O estudo de Davis deixa isso bem claro: o que se faz na China – embora não só lá – é organizar um determinado sistema produtivo tendo em vista responder às demandas de competitividade e consumo globais. É uma combinação explosiva: convívio interespécies, alta densidade populacional, condições precárias de trabalho, trabalhadores despreparados e mal pagos, ausência de direitos trabalhistas e de condições de higiene, exigência de produtividade em larga escala, expectativas de lucros máximos, consumo elevado de proteína animal e cidades com péssima infraestrutura de saneamento básico e saúde pública. São condições muito similares àquelas induzidas pelas economias neoliberais e pelo necrocapitalismo extrativista e hiperespeculativo hoje hegemônico em nosso país e em várias outras partes do mundo.

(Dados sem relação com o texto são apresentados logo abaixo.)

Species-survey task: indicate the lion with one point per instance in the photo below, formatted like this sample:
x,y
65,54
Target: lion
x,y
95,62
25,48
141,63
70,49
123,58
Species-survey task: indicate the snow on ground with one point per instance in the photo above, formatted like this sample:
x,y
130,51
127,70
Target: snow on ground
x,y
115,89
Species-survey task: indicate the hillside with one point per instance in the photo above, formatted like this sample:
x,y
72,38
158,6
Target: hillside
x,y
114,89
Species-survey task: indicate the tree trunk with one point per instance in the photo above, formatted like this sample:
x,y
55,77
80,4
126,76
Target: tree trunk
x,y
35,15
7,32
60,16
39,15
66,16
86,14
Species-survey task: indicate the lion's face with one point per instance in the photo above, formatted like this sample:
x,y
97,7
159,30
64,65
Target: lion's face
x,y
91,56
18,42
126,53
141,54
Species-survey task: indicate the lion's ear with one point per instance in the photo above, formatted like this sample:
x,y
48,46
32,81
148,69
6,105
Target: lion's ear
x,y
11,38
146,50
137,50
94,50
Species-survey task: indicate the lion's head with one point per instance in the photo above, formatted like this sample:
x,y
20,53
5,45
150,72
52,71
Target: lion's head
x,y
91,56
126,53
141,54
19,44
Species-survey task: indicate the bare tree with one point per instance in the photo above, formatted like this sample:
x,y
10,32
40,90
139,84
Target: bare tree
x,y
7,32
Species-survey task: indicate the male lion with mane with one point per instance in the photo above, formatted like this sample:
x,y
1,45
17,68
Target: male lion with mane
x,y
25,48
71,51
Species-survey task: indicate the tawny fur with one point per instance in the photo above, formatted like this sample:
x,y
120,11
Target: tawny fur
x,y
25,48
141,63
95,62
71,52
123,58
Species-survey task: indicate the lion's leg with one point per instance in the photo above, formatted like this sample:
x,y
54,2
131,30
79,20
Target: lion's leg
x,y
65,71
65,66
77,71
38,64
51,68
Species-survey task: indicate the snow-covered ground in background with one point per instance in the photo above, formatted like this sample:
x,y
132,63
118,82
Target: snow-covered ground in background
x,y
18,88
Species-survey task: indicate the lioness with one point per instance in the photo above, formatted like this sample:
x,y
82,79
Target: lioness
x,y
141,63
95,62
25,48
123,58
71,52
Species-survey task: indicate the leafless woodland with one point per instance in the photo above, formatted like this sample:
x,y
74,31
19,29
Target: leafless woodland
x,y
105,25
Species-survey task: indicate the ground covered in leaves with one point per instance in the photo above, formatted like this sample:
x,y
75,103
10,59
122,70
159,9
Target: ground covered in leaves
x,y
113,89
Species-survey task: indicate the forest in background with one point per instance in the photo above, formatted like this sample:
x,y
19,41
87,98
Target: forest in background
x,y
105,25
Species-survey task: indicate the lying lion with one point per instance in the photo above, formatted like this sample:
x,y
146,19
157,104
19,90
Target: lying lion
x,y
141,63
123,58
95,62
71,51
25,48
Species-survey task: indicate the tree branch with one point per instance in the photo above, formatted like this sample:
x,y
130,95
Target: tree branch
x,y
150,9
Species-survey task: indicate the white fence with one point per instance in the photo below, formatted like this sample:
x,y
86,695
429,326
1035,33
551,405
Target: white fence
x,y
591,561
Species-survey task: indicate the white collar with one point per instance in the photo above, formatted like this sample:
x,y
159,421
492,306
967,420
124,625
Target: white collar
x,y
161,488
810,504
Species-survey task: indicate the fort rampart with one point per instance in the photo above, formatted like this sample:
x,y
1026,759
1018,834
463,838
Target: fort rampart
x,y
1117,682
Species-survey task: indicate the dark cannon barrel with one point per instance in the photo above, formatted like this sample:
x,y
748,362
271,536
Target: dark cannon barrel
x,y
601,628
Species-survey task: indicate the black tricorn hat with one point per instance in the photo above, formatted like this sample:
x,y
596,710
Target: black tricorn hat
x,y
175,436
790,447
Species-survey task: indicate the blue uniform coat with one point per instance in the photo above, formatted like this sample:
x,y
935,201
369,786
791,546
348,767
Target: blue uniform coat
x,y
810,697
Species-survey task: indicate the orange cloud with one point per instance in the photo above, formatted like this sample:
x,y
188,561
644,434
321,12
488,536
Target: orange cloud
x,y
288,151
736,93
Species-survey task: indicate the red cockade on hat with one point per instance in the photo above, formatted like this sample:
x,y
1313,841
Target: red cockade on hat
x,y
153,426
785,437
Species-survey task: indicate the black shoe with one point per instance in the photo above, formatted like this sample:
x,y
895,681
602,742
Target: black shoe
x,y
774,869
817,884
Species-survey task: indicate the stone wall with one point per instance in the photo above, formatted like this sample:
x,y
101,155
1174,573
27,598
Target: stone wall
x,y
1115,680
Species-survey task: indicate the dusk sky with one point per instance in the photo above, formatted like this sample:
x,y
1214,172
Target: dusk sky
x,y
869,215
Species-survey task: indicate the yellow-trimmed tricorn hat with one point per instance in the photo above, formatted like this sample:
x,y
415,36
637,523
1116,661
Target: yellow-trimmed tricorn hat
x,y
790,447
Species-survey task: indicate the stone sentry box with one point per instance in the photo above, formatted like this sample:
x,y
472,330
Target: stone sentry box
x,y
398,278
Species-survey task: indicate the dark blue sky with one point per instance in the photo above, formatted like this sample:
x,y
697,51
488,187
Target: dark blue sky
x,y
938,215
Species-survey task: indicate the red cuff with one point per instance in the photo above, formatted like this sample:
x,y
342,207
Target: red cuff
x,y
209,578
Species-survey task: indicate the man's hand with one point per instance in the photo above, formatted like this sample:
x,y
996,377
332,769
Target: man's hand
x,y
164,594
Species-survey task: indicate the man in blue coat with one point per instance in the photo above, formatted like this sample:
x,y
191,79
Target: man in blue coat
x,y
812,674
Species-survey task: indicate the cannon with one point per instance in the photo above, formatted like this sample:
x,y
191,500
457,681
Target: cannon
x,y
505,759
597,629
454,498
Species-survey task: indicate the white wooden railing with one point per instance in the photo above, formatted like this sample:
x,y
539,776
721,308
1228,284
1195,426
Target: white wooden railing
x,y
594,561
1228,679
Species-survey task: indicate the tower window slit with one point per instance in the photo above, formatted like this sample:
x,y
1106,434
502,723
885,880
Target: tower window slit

É lamentável que milhares de mortos sejam necessários para que possamos nos convencer de que o atual sistema político-econômico precisa ser freado, que regulações são benéficas e que as universidades e os cientistas precisam ser ouvidos.
Vale, portanto, repetir: colocar a questão em termos de “culpa”, além de ser um modo muito empobrecedor de enquadrar o problema, é também um modo de pensar que está enredado numa estrutura de valores católicos (e isso, no mínimo, seria algo alheio ao confucionismo e ao ethos chinês). O fato de que possamos encontrar indícios de responsabilização política – ou riscos políticos assumidos em nome de projetos econômicos a serem perseguidos, a todo custo – não significa que exista intenção consciente (o que seria também um impulso suicida) de produzir e disseminar o vírus. Nesse caso, se recorrêssemos à terminologia jurídica, haveria dolo, mas – outra vez, é até patético dizê-lo – não haveria “culpa”.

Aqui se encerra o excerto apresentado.